Aclamen, justos, al Señor,
que merece la alabanza de los buenos.
Dichosa la nación cuyo Dios es el Señor,
el pueblo que Él se escogió como herencia.

Los ojos del Señor están puestos en sus fieles,
en los que esperan en su misericordia,
para librar sus vidas de la muerte
y reanimarlos en tiempo de hambre.

Nosotros aguardamos al Señor:
Él es nuestro auxilio y escudo;
que tu misericordia, Señor, venga sobre nosotros,
como lo esperamos de ti.

Heb 11, 1-2.8-19: “La fe es seguridad de lo que se espera, y prueba de lo que no se ve”

Hermanos:

La fe es seguridad de lo que se espera, y prueba de lo que no se ve.

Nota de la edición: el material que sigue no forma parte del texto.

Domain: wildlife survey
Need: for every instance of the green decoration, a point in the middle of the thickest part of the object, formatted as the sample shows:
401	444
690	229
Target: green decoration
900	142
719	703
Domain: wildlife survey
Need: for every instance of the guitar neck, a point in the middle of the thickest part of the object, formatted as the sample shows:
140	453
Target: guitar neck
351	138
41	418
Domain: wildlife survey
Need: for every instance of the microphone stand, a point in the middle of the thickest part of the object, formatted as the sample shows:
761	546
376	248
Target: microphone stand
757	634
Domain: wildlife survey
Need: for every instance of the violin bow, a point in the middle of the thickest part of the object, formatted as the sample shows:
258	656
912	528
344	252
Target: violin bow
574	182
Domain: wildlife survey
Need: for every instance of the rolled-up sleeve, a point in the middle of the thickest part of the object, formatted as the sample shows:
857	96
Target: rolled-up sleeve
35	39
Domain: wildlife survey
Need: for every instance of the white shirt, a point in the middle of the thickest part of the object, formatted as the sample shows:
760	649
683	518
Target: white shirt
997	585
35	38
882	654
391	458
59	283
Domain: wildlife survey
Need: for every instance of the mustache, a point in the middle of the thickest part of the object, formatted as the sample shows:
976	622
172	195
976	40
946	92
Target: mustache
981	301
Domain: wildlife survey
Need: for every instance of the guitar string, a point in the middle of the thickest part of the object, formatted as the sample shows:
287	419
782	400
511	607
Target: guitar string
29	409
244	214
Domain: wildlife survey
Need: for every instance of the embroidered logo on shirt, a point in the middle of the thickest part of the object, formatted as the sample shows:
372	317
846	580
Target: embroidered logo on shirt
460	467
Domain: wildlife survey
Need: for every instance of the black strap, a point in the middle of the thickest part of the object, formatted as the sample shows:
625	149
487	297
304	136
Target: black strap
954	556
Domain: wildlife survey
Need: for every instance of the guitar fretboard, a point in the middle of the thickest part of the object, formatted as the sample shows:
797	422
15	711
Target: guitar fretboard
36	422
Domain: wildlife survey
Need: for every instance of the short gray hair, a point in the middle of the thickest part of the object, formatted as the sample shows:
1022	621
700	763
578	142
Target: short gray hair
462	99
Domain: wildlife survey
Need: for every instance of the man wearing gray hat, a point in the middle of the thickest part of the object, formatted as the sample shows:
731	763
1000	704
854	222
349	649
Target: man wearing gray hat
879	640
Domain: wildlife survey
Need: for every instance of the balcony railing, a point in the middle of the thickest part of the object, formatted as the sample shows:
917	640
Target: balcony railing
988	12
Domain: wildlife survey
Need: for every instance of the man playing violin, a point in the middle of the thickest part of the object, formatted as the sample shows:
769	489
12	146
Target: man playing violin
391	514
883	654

Por su fe, son recordados nuestros antepasados. Por fe, obedeció Abraham a la llamada y salió hacia la tierra que iba a recibir en herencia. Salió sin saber adónde iba. Por fe, vivió como extranjero en la tierra prometida, habi­tando en tiendas —y lo mismo Isaac y Jacob, herederos de la misma promesa—, mientras esperaba aquella ciudad de sólidos cimientos cuyo arquitecto y constructor es Dios. Por fe, también Sara, a pesar de su avanzada edad, recibió el poder de concebir, porque confió en quien se lo había prometido. Y así, de un solo hombre, sin vigor ya para engendrar, nacie­ron hijos numerosos como las estrellas del cielo y como la arena incontable de las playas. Con esa fe murieron todos ellos, sin haber recibido lo pro­metido; pero viéndolo y saludándolo de lejos, confesando que eran huéspedes y peregrinos en la tierra.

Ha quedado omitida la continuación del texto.